After praying, the Ancient Mariner thanked the Virgin Mary for finally allowing him to sleep. He dreamed that the buckets on the ship were filled with dew, and awoke to the sound of the falling rain. He drank and drank after so many days of thirst, and became so lightheaded that he thought he was a ghost. Suddenly he heard a loud wind far off, and the sky lit up with darting "fire-flags" that could be interpreted as lightning, aurora borealis, or "St. Elmo's Fire" (electricity visible in the atmosphere that sailors consider a sign of bad luck). The rain poured from a single cloud, as did an unbroken stream of lightning. The ship began to sail, although there was still no wind. Just then, all the dead men stood up and went about their jobs as a mute, ghostly crew.
The Wedding Guest proclaims again: "I fear thee, Ancient Mariner!" but the Ancient Mariner quickly assures him that the dead sailors were not evil. At dawn, they even gathered around the mast and sang so beautifully that they sounded like an orchestra. When they stopped singing, the ship's sails sang instead. The ship sailed on miraculously in the absence of wind, moved instead by the spirit that had followed it from the icy world. Once the ship reached the equator and the sun was directly overhead, it stopped moving and the sails stopped singing.
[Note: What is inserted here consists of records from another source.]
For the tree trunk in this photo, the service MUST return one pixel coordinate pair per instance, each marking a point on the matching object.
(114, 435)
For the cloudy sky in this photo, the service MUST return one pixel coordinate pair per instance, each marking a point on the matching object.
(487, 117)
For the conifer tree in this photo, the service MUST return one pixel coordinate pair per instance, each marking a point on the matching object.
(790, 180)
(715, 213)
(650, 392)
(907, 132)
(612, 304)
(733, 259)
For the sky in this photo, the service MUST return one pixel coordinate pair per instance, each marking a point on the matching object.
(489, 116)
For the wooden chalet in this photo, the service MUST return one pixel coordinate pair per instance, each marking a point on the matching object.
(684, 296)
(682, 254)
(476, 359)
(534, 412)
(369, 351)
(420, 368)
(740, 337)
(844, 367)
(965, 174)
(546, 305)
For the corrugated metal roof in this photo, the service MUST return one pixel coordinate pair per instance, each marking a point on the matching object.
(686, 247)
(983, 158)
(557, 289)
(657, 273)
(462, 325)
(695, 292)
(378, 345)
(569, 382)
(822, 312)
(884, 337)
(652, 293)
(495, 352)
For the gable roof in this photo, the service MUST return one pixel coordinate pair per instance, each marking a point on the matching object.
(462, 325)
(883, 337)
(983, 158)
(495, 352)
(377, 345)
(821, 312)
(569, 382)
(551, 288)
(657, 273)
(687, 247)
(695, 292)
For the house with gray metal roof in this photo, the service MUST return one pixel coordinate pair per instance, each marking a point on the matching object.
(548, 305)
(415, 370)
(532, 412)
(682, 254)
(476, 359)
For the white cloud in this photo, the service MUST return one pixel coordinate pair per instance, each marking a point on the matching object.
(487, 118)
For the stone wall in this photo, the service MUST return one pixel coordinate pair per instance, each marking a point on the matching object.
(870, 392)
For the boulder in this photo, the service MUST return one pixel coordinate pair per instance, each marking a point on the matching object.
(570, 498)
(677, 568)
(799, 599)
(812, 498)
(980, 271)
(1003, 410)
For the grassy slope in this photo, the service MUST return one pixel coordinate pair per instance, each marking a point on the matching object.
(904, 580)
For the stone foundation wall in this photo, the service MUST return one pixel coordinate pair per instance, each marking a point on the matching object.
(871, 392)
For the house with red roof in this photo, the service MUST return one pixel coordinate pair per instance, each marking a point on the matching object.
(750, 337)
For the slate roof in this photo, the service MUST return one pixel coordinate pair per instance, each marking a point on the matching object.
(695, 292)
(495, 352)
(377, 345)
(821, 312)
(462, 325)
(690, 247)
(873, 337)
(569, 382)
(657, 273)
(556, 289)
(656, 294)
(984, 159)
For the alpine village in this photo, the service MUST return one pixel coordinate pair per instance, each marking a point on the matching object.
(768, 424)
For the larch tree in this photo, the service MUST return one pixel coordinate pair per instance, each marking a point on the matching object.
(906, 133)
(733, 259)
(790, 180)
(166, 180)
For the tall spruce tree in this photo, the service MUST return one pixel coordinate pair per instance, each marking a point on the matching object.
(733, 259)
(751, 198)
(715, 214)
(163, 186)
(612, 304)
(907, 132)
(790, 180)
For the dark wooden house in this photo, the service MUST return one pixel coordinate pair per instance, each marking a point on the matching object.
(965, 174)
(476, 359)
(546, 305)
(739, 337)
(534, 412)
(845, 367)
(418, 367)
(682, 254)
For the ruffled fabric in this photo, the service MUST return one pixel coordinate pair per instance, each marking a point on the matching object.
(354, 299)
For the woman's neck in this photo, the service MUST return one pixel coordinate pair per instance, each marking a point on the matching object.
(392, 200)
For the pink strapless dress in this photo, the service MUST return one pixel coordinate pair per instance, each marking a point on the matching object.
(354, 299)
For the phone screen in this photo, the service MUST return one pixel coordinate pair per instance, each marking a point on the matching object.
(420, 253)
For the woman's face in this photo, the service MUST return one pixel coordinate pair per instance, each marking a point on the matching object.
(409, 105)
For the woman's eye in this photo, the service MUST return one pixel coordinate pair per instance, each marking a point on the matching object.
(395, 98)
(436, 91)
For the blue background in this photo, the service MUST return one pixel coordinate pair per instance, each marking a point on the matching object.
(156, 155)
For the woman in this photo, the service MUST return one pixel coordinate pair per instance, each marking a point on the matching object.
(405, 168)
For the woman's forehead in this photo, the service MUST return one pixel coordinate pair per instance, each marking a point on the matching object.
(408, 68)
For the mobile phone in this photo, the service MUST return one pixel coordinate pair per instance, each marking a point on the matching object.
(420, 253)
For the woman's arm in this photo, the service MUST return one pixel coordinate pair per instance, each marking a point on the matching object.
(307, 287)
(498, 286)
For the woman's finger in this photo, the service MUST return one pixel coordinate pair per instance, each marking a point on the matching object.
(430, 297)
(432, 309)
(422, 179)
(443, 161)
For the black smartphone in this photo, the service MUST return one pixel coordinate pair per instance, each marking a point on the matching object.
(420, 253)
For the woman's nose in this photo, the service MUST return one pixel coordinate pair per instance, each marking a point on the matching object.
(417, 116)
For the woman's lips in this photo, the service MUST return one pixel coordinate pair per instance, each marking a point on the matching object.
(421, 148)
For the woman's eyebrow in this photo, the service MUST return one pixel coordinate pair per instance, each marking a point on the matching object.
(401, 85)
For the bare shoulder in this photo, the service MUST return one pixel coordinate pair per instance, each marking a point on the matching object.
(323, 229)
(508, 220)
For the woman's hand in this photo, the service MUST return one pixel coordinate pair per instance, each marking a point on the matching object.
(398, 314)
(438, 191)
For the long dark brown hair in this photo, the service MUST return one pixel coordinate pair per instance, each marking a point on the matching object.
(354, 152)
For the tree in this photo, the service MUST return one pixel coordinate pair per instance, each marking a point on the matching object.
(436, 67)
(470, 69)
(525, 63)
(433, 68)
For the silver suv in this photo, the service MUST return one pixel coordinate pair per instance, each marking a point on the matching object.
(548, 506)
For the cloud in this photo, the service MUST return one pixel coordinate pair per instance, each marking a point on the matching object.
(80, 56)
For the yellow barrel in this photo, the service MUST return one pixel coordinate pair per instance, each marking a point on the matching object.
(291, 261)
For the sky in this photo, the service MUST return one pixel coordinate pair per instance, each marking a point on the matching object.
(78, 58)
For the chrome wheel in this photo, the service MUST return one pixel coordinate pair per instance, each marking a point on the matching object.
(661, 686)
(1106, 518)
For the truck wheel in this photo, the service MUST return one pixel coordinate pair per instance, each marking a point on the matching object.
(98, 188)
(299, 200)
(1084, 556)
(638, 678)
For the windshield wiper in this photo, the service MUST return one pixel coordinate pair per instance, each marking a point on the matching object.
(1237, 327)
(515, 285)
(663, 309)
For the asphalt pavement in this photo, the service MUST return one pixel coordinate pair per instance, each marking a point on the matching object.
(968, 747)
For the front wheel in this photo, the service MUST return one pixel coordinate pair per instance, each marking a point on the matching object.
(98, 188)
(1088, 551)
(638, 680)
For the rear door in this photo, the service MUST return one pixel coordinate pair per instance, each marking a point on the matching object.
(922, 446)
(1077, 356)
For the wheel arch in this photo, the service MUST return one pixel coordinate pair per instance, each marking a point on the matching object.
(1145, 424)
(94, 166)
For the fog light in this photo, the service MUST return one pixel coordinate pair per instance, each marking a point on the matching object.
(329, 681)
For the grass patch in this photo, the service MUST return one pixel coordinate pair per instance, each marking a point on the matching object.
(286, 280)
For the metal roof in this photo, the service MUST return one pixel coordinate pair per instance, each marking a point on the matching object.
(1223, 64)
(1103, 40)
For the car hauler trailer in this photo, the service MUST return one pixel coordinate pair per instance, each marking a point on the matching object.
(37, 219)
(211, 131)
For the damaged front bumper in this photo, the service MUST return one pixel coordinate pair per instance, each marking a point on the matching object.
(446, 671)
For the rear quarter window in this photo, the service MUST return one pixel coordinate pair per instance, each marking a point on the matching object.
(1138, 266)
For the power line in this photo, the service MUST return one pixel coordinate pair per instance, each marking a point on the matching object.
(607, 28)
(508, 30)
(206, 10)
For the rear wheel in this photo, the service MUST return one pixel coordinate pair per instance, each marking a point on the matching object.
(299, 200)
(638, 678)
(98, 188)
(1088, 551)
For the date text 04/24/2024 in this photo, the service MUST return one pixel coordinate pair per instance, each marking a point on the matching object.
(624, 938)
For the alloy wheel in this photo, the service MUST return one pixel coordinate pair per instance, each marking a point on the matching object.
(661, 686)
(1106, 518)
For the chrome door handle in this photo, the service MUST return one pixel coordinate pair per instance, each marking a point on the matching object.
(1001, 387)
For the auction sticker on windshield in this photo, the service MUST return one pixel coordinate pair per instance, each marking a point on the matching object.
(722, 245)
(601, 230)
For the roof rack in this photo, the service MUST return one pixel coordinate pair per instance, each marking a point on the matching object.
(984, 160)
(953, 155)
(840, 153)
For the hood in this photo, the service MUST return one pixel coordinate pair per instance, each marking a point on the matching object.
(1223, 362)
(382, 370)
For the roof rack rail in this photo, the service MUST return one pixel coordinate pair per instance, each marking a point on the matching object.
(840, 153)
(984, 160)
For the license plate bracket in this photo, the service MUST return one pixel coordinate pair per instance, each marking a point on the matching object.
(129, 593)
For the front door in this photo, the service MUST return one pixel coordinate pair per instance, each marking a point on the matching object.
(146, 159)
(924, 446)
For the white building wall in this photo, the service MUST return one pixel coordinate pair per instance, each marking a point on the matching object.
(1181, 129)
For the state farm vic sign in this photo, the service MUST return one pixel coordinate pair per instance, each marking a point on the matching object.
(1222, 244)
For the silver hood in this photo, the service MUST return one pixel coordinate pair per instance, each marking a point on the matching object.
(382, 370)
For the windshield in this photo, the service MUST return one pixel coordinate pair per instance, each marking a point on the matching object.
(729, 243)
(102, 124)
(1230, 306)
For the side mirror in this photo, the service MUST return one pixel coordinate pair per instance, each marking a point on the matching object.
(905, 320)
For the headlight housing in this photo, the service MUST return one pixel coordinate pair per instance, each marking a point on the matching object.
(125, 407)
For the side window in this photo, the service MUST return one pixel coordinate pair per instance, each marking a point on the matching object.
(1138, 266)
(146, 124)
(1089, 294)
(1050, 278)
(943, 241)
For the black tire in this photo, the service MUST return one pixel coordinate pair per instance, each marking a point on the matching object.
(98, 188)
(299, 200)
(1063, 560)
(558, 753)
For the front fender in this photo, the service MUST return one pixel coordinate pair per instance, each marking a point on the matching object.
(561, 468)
Then it began to rock back and forth uneasily until it suddenly jolted, causing the Ancient Mariner to faint. He lay for an indeterminate period of time on the ship's deck, during which he heard two voices. The first voice swore on Christ that he was the man who betrayed the Albatross that loved him, and that the spirit from the icy world also loved the Albatross: "The spirit who bideth by himself / In the land of mist and snow, / He loved the bird that loved the man / Who shot him with his bow." The second voice, softer than the first, declared that the Ancient Mariner would continue to pay for his crime: "The man hath penance done, / And penance more will do."
Until the end of Part 5, it seems as though the Ancient Mariner is redeemed. Not only is he allowed to sleep, but it finally rains, and his thirst is quenched. Since physical drought and thirst have represented the Ancient Mariner's moral depravity up until this point, it is implied that the abundant rain symbolizes his redemption. According to a Christian interpretation, the rain signifies that he is being baptized anew as a righteous servant of Christ who respects God's creatures. Even though terrifying things continue to happen all around him - a storm, lightning, thunder - the Ancient Mariner is awed by them, instead of fearful of them. The natural world is no less forceful or imposing than it was previously, but it is now benevolent. Part 5 also sees an end to the Ancient Mariner's loneliness, as the sailors 'awaken' to sail the ship; they and the ship itself sing beautiful music, and some spiritual force moves the ship along its course even though the air is still. Again, only when the ship crosses a boundary - the equator - does confusion return; the Ancient Mariner is knocked unconscious, and the reader begins to doubt whether he will actually be redeemed.
The voices confirm that it is indeed a specific spirit punishing the Ancient Mariner. The text's suggestions of sin, baptism, redemption, and other Christian themes shifts towards a more pagan understanding of the story's moral intricacies. A spirit that inhabits the icy world of the "rime" loved the Albatross - perhaps kept it as a pet - and is making the Ancient Mariner pay for murdering it. In the 1817 version of the poem, we are told that the two voices that the Ancient Mariner hears are spirits. Perhaps they are kin to the spirit that is punishing the Ancient Mariner, or are even taking part in his punishment. It is also possible, however, that they, like all of the supernatural elements of the Ancient Mariner's story, are merely figments of his imagination. That Coleridge leaves their identity somewhat open-ended harkens back to Burnet's musings on "invisible Natures"; humans cannot classify spirits, and therefore cannot really know them. Likewise, the Ancient Mariner - and the reader - cannot define what kind of spirits are speaking, or if they are indeed spirits at all. Burnet's statements are applicable to all humans. Furthermore, the reader is as subject to Coleridge's whims as his protagonist, and therefore cannot know any more than him. As humans - and therefore sinners - we can all identify with the Ancient Mariner, and are thus equally implicated in his crime.